Depuis fort longent je me demande si la justice l international etait faite pour les africains et les pays pauvres . l'on vient tout juste d'assister au massacre de plusieurs milliers de GAZAOUITES par les Israelies et même pas un mandat n'a ete emis a l'endroit des dirigeants de ce pays. j'ajoute à cela les tortures des prisoniers de GUANTANAMO à qui la faute ? GEORGE BUSH es qu'il a ete poursuivit? non .Mais pourquit la justice s'acharne t'elle contre les dirigeat africains? Je ne dit pas non plus qu'il sont tous innocent. Si cette justice veut etrejuste qu'elle poursuivent tous les criminelles de guerres et non les africains: OMAR EL BECHIR, BAGOSSORA, CHARLES TAYLOR

pourquoi on juge pas les autres aussi! (BURKINA FASO)

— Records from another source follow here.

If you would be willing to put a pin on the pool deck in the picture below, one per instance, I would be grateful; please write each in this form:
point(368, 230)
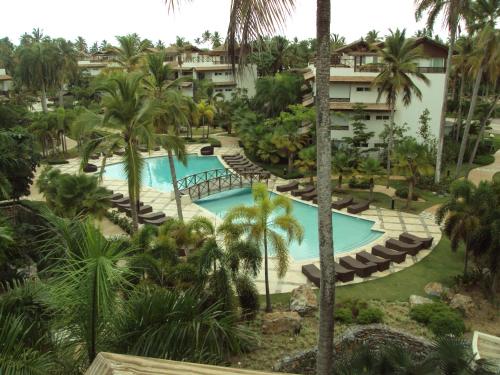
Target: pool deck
point(392, 223)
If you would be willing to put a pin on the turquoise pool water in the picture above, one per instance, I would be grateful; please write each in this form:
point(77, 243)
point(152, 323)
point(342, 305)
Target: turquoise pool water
point(348, 232)
point(156, 173)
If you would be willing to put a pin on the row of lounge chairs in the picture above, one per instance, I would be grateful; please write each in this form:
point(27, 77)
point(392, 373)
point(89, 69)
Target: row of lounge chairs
point(365, 263)
point(242, 165)
point(309, 193)
point(145, 212)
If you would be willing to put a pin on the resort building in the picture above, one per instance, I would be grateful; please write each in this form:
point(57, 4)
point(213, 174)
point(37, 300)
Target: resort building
point(352, 72)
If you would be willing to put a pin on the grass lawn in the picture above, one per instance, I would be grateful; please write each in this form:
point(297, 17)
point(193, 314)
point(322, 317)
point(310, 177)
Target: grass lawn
point(440, 265)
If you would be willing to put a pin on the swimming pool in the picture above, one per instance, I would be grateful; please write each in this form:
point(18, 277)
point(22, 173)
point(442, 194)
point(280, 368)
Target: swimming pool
point(156, 172)
point(349, 232)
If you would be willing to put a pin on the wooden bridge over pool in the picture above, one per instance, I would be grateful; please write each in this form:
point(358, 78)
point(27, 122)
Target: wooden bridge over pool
point(203, 184)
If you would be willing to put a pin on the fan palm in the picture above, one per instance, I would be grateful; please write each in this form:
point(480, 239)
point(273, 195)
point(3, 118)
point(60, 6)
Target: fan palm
point(412, 160)
point(370, 167)
point(264, 223)
point(453, 11)
point(400, 58)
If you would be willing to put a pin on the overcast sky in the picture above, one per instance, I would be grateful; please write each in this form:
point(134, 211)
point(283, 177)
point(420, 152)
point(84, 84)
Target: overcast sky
point(96, 20)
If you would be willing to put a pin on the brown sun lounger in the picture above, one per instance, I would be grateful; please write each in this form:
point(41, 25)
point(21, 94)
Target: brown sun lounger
point(411, 238)
point(342, 203)
point(288, 187)
point(306, 189)
point(409, 248)
point(312, 273)
point(150, 216)
point(366, 257)
point(361, 269)
point(358, 207)
point(386, 253)
point(156, 222)
point(309, 196)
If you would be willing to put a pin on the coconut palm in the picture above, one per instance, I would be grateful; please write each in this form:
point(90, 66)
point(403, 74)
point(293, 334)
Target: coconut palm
point(131, 114)
point(453, 11)
point(463, 212)
point(412, 160)
point(400, 58)
point(370, 167)
point(270, 223)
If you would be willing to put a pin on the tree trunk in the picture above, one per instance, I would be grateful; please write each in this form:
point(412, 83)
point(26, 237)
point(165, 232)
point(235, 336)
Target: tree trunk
point(390, 144)
point(460, 103)
point(324, 360)
point(269, 307)
point(43, 99)
point(442, 121)
point(481, 132)
point(468, 122)
point(177, 193)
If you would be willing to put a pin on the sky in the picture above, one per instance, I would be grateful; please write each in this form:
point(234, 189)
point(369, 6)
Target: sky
point(96, 20)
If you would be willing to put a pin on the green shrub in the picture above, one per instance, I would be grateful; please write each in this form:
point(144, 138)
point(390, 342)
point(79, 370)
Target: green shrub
point(402, 192)
point(370, 315)
point(343, 315)
point(447, 323)
point(484, 159)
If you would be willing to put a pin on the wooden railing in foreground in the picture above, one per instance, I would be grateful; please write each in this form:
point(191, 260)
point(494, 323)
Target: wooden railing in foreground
point(121, 364)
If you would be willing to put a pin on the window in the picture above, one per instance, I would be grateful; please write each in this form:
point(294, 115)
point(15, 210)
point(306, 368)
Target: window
point(340, 127)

je suis content de voir qu'il y'a une structure a l'onu capable de juger les
auteurs de crimes , comme si il y'avait une vrai justice.Voila qu'il y ' a George Bush
qui a signer des lois autorisant la torture
a guantanamo , il n'ai meme pas inculper .
il a mentit au monde et tue des milliers
d'iraquien . il n'est pas inculpe .
je ne suis pas contre inculpation de bashir .
mais je suis contre l'injustice .
Tout monde doit etre traiter avec egaliter.
merci .
P.A.W

La justice Internationale a deux vitesses (CÔTE D'IVOIRE)

Encore une fois nous assistons a une justice internationale a deux vitesses. Dix ans apres la creation de la cour uinternationale, seuls les dirigeants africains y sont juges. Nous ne cessons de nous poser des questions de savoir qu'a-t-on fait avec les envahisseurs de l'irak, de la Serbie, et se qui se passe en Afghanistan? Pourtant la cour internationale ne dis mot a toutes ces bevues, seul le continent africain est a la une. pour etre credible cette cour doit etre impartiale et doit mener ses enquetes au monde entiers.
JFT

je suis un tchadien je suis a port gentil ou gabon (GABON)

je suis tout a fait dacor avec le presiden senegalais ke sette justis a tourne joustes pour jouje le presiden affricain pour qoi pas jhorje bouh pour qoh pas ex premier ministre isralien çe tribinal es la pour le affricain ou bien pour sequi sepas dan le monde done moi vottre reponse youssouf gori michi?